Years of eating plants had convinced me that the best way to get well and to stay well was to eat simply and to avoid processed foods whenever possible. After my epiphany in my first internship with an old man and his hospital food, I tried to treat injuries and illness with natural remedies whenever possible. Food was my medicine. I even avoided anti-inflammatories like ibuprofen, which other long-distance runners gobbled by the handful. I tho
ught it masked pain so much that I might risk serious injury by running when I shouldn’t. I had also heard too many stories of runners taking so much ibuprofen that they damaged their kidneys. It was a classic case of treating symptoms, of wanting the quick fix. It was, in many ways, typical Western medicine.

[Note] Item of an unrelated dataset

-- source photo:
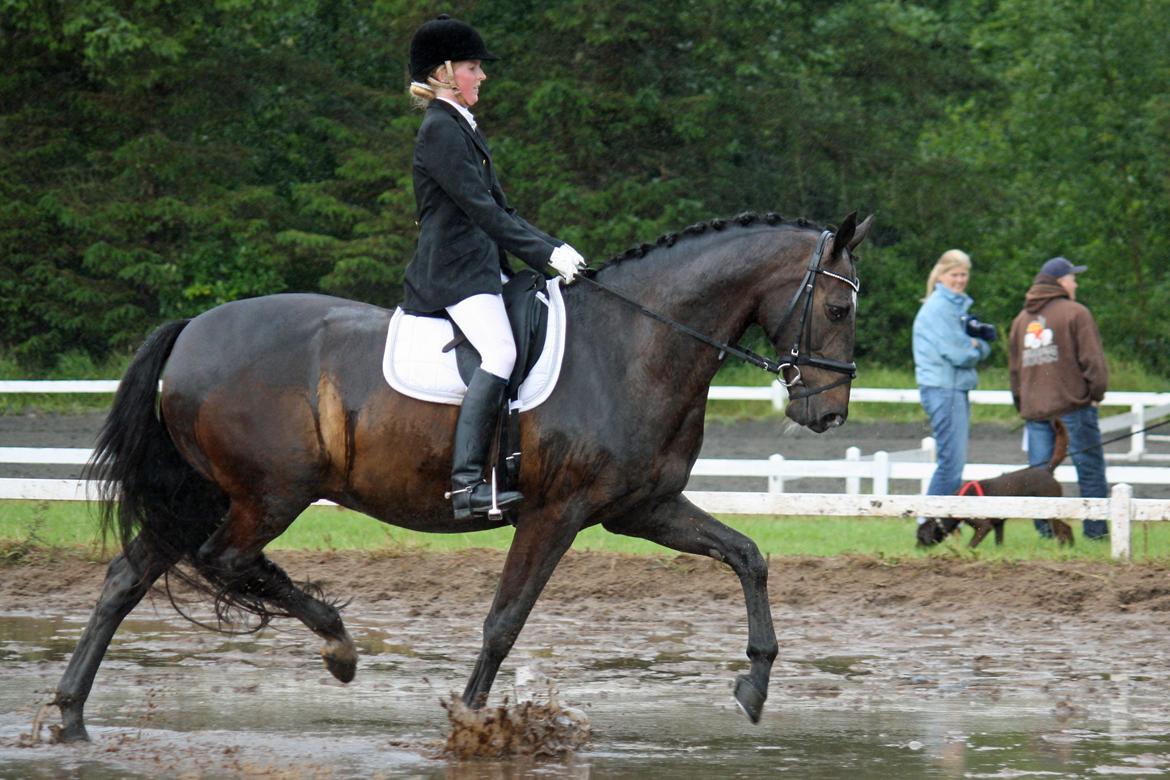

By the week of the race, after nearly a month of workouts, simple living, and a lot of new vegan food, I was devouring 13,000-foot peaks and 30-mile journeys without the sensation of breathing through a cocktail straw. Even Kyle, with his fresh, twenty-two-year-old muscles and two months of altitude training, was surprised I was pushing the pace on our weekly ascents of Kendall Mountain. High altitude? I was ready.
I had to be. The Hardrock includes eleven mountain passes, six of them over an elevation of 13,000 feet, and also climbing a 14er (a 14,000-foot peak)—a total vertical climb and descent of 66,000 feet, more than would be involved in climbing and descending Mount Everest from sea level, as the race organizers like to point out.
Two nights before the race, I joined a youth DARE program soccer game on a grassy field not far from the town’s hundred-year-old cemetery. That’s where I tore my ankle ligaments when trying to steal the ball from a seven-year-old.
I gulped glass after glass of tumeric soy milk and lay for hours with my leg elevated with a bag of ice wrapped around my bulging ankle. I dosed myself with the homeopathic remedy arnica montana and with pineapple enzyme, bromelain. It wasn’t enough. The pain electric-eeled my synapses. There was no way I could run the race. Imtiaz watched me limp into the Mountain Studies kitchen and asked if he could take a look. He ground a scoop of black pepper and added tumeric, flour, and water until it was a thick, heavy paste. He pressed the paste onto paper towels, then wrapped them around my ankle.